Let's just pause here for a moment. To be sure, claiming to be the "realest" in hip hop is nothing new. Rappers have been doing that since the beginning of hip hop. But the reason why hearing this particular verse on the radio triggered my Spidey-senses is become it immediately came off as inauthentic. Kind of like the 2003 Hulk movie...there was something about it that just seemed "off" that you didn't quite understand until the 2008 Hulk movie came out, and then you were like "ah ha, now I get it." But let us continue. The next few verses double down on this theme and provide a bit more context:
"Drop this and let the whole world feel it
And I'm still in the murda bizness"
Now here, "murda bizness" is a double en tundra meant to be taken in the popular hip hop cultural sense of establishing one's street credibility while also serving as a reference to the single by Iggy and rapper T.I. titled "Murda Bizness" which was one of the first songs Iggy released on her 2012 E.P. "Glory." Again, "realest", "murda bizness" are all modern hip hop buzz words intended to portray an overall sense of being "down" or "hip" as Dr. Evil would say:
To be clear, if you grew up in an environment where this theme was part of your day to day then that's one thing. But when you grew up in an Australian suburb, as did Iggy Azalea, it reveals an "art imitates life" type scenario where the listener is left wondering whose life this artist is trying to imitate because it certainly does not seem to be her own. And therein lies the problem.
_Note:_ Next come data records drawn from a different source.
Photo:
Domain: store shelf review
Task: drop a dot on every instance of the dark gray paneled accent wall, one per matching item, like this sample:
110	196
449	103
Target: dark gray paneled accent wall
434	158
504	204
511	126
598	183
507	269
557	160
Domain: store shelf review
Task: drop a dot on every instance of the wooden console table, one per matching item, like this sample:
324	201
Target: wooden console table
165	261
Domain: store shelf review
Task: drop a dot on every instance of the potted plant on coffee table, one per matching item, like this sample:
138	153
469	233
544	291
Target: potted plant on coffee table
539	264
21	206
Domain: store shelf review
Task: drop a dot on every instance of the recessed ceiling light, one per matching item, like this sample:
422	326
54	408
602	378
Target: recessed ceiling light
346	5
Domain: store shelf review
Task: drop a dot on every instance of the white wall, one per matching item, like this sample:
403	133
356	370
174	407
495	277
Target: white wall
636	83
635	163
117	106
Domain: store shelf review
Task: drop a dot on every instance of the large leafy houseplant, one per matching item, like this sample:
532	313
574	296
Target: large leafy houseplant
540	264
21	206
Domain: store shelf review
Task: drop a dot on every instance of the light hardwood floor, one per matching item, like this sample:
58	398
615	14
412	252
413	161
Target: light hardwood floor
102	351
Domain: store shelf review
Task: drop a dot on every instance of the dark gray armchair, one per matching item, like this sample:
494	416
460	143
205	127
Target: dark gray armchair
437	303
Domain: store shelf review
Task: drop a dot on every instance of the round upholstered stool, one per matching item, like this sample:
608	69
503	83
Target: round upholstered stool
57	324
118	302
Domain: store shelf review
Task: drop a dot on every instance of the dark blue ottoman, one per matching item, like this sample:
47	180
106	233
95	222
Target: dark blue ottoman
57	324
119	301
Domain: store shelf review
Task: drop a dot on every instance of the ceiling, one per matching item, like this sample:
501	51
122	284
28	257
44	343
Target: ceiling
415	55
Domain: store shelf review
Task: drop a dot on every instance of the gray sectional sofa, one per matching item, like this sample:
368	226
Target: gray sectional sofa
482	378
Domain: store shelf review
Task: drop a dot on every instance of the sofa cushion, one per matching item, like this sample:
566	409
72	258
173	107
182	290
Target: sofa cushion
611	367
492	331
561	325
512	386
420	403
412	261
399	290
From its beginning, Hip hop has been a conduit for the Black Community in the United States to give voice to the issues facing Black people. Like many popular forms of art, however, it is no stranger to opportunists. Record labels have been falling over themselves for years in an effort to find the next "Bling Bling," "Crank That Soulja Boy," or "Hot Nigga" so that they can package it and deliver it to the masses. To that end, the music industry has known since the days of Elvis and Chuck Berry that popular Black music can become even more profitable if it is packaged and delivered through a White artist. Enter Iggy Azalea.
When Forbes declared in May that "Hip-Hop Is Run by a White, Blonde, Australian Woman," they quickly realized their mistake. Yet in the months since, that mistake has come to seem like a sick prophesy: Iggy Azalea has, in fact, run the rap game from a numerical perspective. She has made history by shattering records. She released a platinum single. She snagged fistfuls of Grammy nominations.
And this weekend, she lit a fuse on the powder keg of race issues in hip-hop. The whole hip-hop community has finally taken Azalea to task for building her career by stealing black musical sounds and styles and using her whiteness to sell them to the masses. In the process, she has done little to actually give back to the hip-hop community except be flagrantly offensive. And black hip-hop artists aren't standing for it any longer.